Our approach to the forex market begins with in-depth technical and fundamental analysis. Long-term trends typically project macroeconomics (macros) to a significant degree. Short-term forex trading is heavily influenced by technical patterns, volume, and sentiment. Understanding macros and technical analysis is a great foundation, but it's not everything. Understanding sentiment or trader positioning can make or break you.
Hunt or be Hunted
If you have been trading Forex for even a short period of time you have undoubtedly felt like hunted pray at least a few times. The news is bullish, the technicals are screaming "buy" and you jump into a long position. As if someone is watching you trade from outside your window, the pair suddenly plunges to trigger your stop loss within minutes. Well, they may not be watching through your office window, but they are watching order flow. Just as you made this trade so too did a great number of other retail traders. A trap was set and you took the bait. You aren't crazy; you were hunted. Games like this are part of trading any market - stocks, commodities, forex, etc. If you want to be in the market, you must accept this fact and learn how to benefit from it rather than becoming a statistic.

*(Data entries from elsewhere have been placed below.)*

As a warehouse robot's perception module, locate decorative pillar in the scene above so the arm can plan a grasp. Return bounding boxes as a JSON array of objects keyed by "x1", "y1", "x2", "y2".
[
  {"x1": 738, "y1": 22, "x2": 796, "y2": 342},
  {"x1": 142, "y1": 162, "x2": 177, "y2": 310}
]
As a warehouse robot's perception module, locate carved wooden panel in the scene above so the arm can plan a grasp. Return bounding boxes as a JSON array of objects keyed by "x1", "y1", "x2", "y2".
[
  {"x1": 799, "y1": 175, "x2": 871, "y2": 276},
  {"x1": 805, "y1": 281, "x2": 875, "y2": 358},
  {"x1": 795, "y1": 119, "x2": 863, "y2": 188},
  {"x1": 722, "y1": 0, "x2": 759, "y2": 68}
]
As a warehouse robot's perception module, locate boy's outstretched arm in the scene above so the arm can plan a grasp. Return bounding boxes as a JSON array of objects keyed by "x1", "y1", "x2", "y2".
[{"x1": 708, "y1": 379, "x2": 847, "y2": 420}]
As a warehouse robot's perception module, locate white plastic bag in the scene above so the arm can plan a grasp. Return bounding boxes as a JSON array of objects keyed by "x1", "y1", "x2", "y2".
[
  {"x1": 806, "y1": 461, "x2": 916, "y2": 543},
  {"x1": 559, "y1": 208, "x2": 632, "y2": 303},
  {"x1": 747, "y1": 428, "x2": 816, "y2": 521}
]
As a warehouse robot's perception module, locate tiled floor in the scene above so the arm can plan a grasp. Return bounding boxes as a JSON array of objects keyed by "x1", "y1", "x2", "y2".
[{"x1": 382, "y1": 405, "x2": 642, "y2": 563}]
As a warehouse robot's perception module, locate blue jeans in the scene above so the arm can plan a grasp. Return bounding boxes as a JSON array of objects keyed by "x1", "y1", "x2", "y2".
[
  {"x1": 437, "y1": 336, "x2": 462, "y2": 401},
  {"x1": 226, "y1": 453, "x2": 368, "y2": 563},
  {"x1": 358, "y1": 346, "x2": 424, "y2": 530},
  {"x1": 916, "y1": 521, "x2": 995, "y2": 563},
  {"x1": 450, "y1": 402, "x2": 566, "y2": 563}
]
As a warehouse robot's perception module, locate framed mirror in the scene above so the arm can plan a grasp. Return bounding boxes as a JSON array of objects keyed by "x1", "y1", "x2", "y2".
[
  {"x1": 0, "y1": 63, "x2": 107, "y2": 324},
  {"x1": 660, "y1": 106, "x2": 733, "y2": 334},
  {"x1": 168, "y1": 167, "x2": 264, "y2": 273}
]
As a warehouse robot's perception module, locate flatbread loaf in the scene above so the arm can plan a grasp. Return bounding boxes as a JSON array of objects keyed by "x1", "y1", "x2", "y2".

Gamesmanship is critical in achieving success, but is not often discussed or written about. It's the elephant in the room many pros, talking heads and pundits refuse to discuss. They believe speaking these truths may send retail investors running. We are realists and strive to teach our clients how to spot traps, dodge landmines and avoid being hunted, which is otherwise learned through painful experience. We are considered a "small speculator" just like you, not a billion dollar hedge fund. To avoid being hunted we must follow the hunters. We have strategies that focus almost entirely of shifts in sentiment and sentiment extremes, trading against retail masses as large players and black box programs do. Learn these strategies and much more in our 5-day forex training program: Conquering the Volatility.
Choosing the Right Trade
When trading the majors, we must first decide if the US Dollar represents a better buying or selling opportunity on the whole. Sometimes this is clear, while other times it is completely mixed. Using fundamental and technical expertise, along with analysis of sentiment, we identify the weakest currencies to sell against USD, and/or the strongest currencies to buy vs USD. The forex trading we conduct is done in pairs, which means we can leave the dollar out and match up the strongest and weakest currencies in a cross pair. It may sound simple enough, but under the surface is a great deal of research and experience guiding our trades and your forex trading experience.
Forex Risk Management
Ideally, we aim to cut losses short and allow winners to run. In reality, managing losses and gains in forex trading requires us to know what type of market conditions we are trading. When market conditions are highly volatile and/or headline-driven, we tend to use tighter stops and trail them automatcially to reduce or elminate initial risk, and to protect unrealized gains. When the market lacks steady direction, we are often forced to book gains more quickly than we would prefer. When the market is trending, we look to build into trades as they work in our favor and allow them to run. This is one of the hardest things for new traders to do; let winners run.
Managing Gains and Losses
While managing risk is the keep to survival in any market, we must also focus a great deal on how to manage profits as well. Managing risk involves the use of stop loss orders and calculating how much money you have at risk on each trade and the aggregate risk on all open trades. We also consider exposure to one currency. When possible, we try to cut losing trades ahead of our stop loss if technical or fundamental analysis suggests we are on the wrong side of the market. There are several ways to manage gains. One common way is to trail stop orders, which can be done manually or automatically on some platforms such as MT4. For swing and longer-term trades, we tend to trail stops manually as new levels of support and resistance form. In day trading, particularly in volatile conditions, we often utilize automatic trailing stops.